We produced and tested rules to predict undervaccination among preschool-age emergency department (ED) patients. Data were gathered on demographics, vaccination status, health status, and health care utilization from parents, ED physicians, and ED charts at an urban teaching hospital in Rochester, N.Y. Primary care charts were reviewed to verify vaccination status. Using recursive partitioning, we developed decision rules to predict undervaccination. Decision rules were developed on a sample of 602 ED patients 4 to 48 months of age and then prospectively tested on 1832 ED patients aged 6 to 36 months.
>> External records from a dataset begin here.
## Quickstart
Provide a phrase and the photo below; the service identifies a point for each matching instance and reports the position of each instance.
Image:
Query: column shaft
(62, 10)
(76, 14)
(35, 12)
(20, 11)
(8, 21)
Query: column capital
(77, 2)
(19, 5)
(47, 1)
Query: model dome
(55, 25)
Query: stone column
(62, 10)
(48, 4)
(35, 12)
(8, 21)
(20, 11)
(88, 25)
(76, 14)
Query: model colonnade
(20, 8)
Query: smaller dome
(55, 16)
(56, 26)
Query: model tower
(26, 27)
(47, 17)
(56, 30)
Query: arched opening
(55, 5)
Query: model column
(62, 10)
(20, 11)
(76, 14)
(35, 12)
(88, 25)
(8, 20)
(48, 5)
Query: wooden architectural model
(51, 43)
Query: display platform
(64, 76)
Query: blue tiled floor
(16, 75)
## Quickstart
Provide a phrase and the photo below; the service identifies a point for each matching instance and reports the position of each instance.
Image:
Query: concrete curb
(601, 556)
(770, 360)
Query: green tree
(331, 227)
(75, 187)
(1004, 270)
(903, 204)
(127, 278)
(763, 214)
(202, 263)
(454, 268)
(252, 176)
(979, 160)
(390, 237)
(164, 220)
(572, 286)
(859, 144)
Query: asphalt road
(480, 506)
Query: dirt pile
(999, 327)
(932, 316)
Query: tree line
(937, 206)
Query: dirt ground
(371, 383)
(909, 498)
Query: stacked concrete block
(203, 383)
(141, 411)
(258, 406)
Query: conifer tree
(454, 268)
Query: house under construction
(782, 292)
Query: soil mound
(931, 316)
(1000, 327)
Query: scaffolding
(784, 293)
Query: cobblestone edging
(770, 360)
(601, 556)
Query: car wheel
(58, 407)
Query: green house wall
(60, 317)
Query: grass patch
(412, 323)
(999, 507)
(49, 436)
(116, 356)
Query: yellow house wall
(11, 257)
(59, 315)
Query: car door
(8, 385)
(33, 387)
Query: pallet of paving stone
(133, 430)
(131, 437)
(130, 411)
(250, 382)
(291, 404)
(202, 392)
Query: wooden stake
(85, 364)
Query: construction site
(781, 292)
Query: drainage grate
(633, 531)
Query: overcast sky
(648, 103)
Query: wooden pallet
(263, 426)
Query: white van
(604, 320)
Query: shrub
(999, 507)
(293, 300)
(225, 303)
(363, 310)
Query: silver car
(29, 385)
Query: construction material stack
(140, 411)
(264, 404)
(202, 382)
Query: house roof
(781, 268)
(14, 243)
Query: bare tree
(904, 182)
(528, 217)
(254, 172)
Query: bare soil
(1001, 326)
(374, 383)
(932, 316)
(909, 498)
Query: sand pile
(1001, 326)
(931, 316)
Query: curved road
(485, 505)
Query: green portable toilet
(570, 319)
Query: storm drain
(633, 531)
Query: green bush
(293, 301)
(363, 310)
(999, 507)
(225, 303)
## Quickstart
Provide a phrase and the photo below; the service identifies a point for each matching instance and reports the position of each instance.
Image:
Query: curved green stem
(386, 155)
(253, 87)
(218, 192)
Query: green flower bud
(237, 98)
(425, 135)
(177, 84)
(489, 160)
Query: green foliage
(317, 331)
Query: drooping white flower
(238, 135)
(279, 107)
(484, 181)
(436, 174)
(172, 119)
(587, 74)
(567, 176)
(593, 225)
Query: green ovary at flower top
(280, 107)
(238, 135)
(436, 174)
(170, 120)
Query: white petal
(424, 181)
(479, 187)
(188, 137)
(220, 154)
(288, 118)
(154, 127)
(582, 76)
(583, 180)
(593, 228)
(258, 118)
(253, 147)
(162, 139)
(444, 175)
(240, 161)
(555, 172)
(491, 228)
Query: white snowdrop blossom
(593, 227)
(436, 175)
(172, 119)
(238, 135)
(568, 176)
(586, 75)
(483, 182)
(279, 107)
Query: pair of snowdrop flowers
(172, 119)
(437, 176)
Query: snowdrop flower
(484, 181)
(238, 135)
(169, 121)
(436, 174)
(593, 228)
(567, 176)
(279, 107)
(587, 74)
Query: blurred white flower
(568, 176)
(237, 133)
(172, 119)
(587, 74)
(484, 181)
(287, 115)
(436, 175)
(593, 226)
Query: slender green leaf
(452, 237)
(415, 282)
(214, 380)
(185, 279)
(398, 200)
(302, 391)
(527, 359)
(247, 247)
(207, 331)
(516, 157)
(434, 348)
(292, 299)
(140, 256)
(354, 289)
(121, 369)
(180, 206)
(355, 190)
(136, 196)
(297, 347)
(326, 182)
Factors associated with undervaccination for any vaccine included parental report of vaccination delay (odds ratio = 8.1; p < 0.001), inability to report the receipt of the appropriate number of vaccines (odds ratio = 4.5; p < 0.001), lack of health insurance (odds ratio = 3.6, p < 0.001), elapsed time since the last visit to primary care provider (p < 0.001), household size (p < 0.001), and maternal age (p < 0.01). Eight decision rules were produced that varied in their number of questions (one to six), sensitivity (0.27 to 0.87), and specificity (0.54 to 0.98). No single rule was both highly sensitive and highly specific. The rules' sensitivities and specificities were similar for the validation sample of 1832 patients. Thus a decision rule could not be produced that was both sensitive and specific. Identification of undervaccinated children by means of information available at an ED visit is inherently difficult. Interventions in the ED may be inefficient unless better methods of assessing vaccination status can be developed.